Capturing activity on the website or even the app is now essential to broadcast advertising and products to the right visitors and potential customers. For this “tracking” a so-called tag is implemented in the website, which collects the activities of your visitors in the form of data. But for any web tool, like Google Analytics and Google AdWords, you would need a tracking code on your website. This is where the key player comes in, the Google Tag Manager.
What is the Tag Manager?
Like a folder of documents, Tag Manager works with your tracking code snippets, called tags. With Google Tag Manager, you can manage all of your tags on your page for a single day, without the help of your webmaster.
The Tag Manager code snippet may also capture more complex data that is not provided by Google, such as Google Analytics. a page request, be specified. Using the so-called “data layer” and your webmaster for the implementation, one can define data, e.g. Capture transaction values. The data layer is an array that contains the important “keys” and “values”. As an example, here’s a simple Google Analytics Data Layer:
window.dataLayer = window.dataLayer || ;
However, any collection of data in the Tag Manager requires a trigger because the Tag Manager snippet can contain multiple tags. This trigger tells the tag manager when to activate a particular tag and collect data, e.g. when a specific URL is called.
What are the key benefits of Tag Manager?
These are obvious – your full page tracking at a glance without complicated code, less code on your page means shorter page load times, and a debugging console to help you find your bugs easier. If you ever discover a major flaw, you can just go back in time and revisit your old versions.
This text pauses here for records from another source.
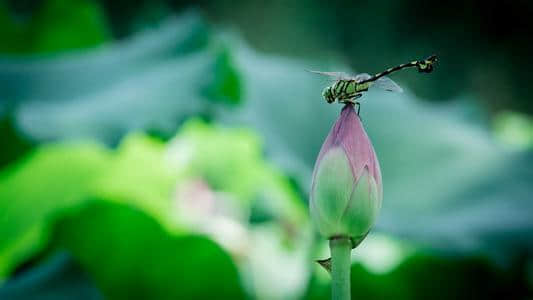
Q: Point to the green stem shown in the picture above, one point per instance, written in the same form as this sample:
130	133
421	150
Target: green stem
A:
341	248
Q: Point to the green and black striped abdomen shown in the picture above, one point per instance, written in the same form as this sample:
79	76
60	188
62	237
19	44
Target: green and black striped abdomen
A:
344	89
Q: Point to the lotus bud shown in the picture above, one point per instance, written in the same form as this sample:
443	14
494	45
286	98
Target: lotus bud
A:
346	191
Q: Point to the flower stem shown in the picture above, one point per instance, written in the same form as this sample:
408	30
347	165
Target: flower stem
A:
341	249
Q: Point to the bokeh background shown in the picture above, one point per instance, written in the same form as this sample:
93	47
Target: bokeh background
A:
164	149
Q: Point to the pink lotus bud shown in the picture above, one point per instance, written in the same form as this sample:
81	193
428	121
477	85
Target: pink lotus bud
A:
346	190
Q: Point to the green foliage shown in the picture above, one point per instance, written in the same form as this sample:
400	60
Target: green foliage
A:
226	85
39	187
423	276
130	256
56	27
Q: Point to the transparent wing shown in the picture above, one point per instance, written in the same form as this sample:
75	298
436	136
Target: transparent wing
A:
335	75
385	83
361	77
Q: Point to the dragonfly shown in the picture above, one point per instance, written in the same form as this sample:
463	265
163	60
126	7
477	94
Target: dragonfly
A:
348	88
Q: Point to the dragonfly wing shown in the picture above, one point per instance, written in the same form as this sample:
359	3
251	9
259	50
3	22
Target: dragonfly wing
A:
335	75
361	77
385	83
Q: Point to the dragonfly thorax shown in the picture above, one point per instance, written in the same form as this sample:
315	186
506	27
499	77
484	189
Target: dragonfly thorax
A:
327	93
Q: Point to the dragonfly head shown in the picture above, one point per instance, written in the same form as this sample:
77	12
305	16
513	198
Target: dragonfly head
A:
328	95
426	66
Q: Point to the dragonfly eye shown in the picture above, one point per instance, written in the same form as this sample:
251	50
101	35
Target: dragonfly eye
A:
326	93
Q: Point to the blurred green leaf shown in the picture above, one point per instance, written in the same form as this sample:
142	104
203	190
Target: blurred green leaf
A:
58	24
130	256
139	174
38	187
58	278
424	276
225	84
14	145
55	27
230	160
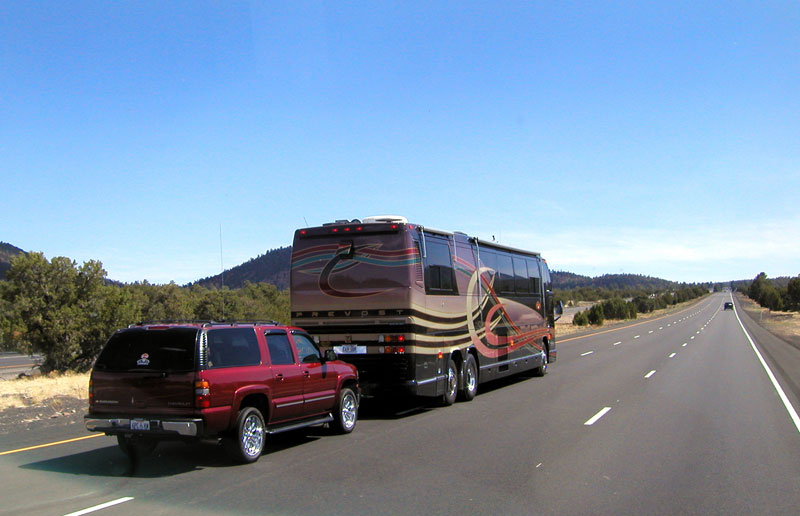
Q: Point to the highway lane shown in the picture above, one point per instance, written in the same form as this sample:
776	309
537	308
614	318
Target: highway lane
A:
12	364
684	421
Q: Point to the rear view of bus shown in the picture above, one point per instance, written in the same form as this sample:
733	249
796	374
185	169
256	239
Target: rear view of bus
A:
421	311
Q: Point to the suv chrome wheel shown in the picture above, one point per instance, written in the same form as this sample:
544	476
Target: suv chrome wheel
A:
248	443
347	412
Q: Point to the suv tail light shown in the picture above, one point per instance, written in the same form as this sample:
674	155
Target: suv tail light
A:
202	394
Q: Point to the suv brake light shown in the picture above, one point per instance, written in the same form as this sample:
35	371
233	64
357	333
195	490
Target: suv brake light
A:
202	394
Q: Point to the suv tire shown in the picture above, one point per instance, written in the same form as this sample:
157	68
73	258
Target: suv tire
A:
247	442
346	414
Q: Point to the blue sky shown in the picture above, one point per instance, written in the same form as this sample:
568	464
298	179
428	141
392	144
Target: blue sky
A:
658	138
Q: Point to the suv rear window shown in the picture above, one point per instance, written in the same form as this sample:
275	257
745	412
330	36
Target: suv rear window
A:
167	350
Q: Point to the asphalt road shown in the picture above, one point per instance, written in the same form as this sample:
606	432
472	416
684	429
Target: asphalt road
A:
670	416
13	364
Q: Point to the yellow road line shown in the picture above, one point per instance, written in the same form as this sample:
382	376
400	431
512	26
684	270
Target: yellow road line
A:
51	444
561	341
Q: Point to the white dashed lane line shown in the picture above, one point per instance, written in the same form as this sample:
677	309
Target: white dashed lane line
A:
597	416
101	506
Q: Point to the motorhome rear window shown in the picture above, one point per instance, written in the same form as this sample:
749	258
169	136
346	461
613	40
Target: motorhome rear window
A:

What are the main disadvantages of Tag Manager?
The Tag Manager has as many disadvantages as a well sorted document folder compared to individual unsorted documents – none. The Tag Manager reduces the disadvantages of the traditional implementation of your tracking codes.
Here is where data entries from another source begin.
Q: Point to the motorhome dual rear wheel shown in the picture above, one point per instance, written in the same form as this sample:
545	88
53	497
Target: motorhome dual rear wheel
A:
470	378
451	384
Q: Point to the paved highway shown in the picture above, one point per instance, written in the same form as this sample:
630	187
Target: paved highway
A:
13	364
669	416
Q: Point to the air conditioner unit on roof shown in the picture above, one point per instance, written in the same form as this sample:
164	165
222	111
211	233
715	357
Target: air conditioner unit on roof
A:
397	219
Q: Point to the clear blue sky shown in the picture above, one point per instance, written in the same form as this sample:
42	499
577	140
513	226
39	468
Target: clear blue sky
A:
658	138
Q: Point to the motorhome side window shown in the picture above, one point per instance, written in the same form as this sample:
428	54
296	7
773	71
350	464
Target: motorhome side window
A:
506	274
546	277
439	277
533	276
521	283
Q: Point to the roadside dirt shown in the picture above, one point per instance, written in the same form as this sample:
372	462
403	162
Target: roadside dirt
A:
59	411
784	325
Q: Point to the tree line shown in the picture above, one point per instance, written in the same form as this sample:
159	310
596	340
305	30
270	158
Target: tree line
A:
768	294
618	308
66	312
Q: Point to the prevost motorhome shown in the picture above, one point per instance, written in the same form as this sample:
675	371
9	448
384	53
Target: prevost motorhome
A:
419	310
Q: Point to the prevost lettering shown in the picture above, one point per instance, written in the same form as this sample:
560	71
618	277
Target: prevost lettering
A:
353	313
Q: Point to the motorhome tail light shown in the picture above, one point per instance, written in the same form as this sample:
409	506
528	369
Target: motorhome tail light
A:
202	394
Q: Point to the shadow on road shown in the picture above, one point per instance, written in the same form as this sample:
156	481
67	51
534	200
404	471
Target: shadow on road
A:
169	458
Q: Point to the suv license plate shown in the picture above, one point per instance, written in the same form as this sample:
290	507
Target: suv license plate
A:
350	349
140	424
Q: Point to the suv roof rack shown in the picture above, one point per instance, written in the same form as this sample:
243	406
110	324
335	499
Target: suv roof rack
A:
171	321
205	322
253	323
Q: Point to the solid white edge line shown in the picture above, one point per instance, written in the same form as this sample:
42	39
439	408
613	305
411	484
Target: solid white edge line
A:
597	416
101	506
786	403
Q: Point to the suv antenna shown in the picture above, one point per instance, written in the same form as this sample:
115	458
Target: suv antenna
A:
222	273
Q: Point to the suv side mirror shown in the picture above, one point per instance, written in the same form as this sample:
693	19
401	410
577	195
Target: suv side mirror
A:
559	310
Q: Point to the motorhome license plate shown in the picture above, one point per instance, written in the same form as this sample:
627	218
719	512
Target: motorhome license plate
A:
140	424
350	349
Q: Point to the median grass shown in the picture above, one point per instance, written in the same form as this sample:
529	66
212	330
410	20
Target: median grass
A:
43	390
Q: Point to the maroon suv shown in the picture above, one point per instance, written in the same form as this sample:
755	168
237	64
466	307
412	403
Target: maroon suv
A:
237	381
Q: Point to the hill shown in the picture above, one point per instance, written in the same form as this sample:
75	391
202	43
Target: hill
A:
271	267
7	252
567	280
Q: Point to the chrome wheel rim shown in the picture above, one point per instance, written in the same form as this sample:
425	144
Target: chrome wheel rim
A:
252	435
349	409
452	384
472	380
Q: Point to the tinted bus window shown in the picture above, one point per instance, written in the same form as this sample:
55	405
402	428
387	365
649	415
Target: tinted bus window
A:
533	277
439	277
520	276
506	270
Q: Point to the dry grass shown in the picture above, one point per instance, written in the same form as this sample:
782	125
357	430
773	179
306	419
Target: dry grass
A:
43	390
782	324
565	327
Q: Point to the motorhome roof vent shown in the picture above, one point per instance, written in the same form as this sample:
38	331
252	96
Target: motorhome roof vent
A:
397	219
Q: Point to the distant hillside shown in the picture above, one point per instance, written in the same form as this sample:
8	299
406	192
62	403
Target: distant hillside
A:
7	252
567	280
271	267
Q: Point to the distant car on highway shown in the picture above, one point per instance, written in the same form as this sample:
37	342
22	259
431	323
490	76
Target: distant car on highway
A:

Tag Manager is a safe transition if you use multiple tags for data tracking. It gives you an overview of your tags and all data received in Google Analytics, Google AdWords and others. through a single tracking code on your website and manage it through the Tag Manager.
Moving to Tag Manager is relatively fast and, in the long term, is a worthwhile transition, helping you keep track of your tags and quickly add, change or remove them.